At Phonic we advocate for the efficiency of human speech. Communicating with voice is fast (150 words per minute compared to 50 for typing), rich in emotion and accessible to nearly everyone on the planet. We've always known that these differences enable longer, more detailed survey responses, but we recently dug into the data to quantify exactly how much better audio open-ends are than text.
Approach
To do this, we conducted a study with two almost identical surveys: one with traditional open text responses and one where respondents answered with voice (N=200). The surveys were completed by 200 unique respondents, randomly assigned to either voice or audio. The respondents consisted of a general population sample from the United States, Canada and the United Kingdom.
The survey prompted respondents on their granola bar preferences, imitating a typical market research study. We focused primarily on comparing three metrics: length, descriptiveness and complexity between text and audio responses.
1. Utterance Length: The total number of words in a response.
2. Descriptive Language: The total number of adjectives and adverbs in a response.
3. Lexical Complexity: The complexity of a response, measured by Flesch-Kincaid grade level.
Results
The results demonstrate a statistically significant increase in descriptive language, utterance length and lexical complexity in the audio responses as compared to the text. Audio responses are on average 2.8x greater in length and use 1.5x more descriptive words per response. The average complexity also jumped more than 2.5 grade levels.
Quantitative measurements varied minimally among the six unstructured responses. Less than 5% of text responses were longer than 30 words, whereas 35% of voice responses were at least this length. The distribution of text response lengths exponentially decreased, but the audio response lengths are more accurately modelled by a lognormal distribution, suggesting there is a typical audio response length.

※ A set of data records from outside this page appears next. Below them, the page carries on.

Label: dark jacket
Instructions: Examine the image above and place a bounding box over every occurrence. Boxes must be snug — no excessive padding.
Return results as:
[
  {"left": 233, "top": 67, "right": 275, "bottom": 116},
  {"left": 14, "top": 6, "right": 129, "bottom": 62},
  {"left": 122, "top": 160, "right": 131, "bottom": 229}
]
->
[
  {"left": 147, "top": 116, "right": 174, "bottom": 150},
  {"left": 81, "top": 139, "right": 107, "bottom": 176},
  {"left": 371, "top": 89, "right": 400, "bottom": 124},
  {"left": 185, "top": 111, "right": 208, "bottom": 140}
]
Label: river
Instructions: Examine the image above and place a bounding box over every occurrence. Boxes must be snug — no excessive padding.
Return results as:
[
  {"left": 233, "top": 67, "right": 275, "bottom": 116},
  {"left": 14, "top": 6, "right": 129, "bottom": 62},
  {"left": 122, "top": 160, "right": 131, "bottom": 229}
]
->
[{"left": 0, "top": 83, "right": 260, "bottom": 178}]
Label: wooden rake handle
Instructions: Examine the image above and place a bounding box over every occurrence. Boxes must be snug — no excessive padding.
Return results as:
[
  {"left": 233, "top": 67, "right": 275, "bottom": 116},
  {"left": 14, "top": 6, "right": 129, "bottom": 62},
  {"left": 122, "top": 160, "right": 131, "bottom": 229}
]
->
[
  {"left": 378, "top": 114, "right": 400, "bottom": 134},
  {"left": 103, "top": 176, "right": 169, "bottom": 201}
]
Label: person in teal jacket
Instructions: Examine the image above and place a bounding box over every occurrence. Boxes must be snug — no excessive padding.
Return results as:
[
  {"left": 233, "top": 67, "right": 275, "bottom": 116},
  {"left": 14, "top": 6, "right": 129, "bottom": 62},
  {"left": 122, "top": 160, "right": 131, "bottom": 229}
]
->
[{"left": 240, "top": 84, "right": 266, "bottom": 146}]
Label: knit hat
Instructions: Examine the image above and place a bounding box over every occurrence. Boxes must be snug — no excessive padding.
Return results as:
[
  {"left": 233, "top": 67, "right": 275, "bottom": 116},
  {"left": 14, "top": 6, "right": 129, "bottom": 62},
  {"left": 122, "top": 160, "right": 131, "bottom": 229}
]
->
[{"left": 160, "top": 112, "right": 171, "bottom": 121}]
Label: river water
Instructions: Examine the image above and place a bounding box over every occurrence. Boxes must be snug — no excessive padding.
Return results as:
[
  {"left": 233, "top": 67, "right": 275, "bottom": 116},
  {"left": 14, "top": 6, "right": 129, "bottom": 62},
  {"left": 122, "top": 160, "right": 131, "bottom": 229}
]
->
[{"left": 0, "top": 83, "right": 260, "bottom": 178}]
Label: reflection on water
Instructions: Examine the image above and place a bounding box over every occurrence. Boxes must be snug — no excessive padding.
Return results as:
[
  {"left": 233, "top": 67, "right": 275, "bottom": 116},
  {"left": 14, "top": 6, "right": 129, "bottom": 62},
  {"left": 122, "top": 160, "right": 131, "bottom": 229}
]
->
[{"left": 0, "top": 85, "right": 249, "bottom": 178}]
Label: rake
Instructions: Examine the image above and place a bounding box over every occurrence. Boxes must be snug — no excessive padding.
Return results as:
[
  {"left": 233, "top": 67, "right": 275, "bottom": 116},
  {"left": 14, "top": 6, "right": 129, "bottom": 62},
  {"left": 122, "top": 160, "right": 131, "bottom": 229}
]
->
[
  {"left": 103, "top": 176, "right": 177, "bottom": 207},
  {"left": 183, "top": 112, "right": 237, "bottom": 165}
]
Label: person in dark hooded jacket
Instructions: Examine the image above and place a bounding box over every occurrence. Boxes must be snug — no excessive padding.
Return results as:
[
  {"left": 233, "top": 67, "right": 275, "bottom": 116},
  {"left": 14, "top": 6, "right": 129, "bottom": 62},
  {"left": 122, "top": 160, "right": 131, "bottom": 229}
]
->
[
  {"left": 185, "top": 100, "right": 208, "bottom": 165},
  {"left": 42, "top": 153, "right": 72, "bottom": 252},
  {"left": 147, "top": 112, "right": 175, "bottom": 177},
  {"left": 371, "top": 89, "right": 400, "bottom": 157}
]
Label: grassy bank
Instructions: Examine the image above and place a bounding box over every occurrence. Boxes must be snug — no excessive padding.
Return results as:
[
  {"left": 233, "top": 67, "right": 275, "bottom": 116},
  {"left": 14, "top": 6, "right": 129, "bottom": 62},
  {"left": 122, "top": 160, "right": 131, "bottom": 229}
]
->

Aside from the measurable quantitative differences, the voice responses differed from text in other important ways. Respondents were enthusiastic, shared personal anecdotes, jokes, increased detail and otherwise engaged more authentically with the survey questions.
Takeaways
Overall, the study demonstrates that both the quantity and quality of information offered via voice responses far surpasses what users are willing to type. The efficacy of voice surveys is supported by a substantial increase in descriptive language, utterance length and lexical complexity. These results are not unprecedented: they are a predictable consequence of using a lower friction input mode, and this study begins to quantify the degree to which survey friction compromises data quality. When answering open-ended questions, speaking aloud comes more naturally than typing and as a result people are more willing to elaborate on their thoughts and opinions to a degree not seen in text responses.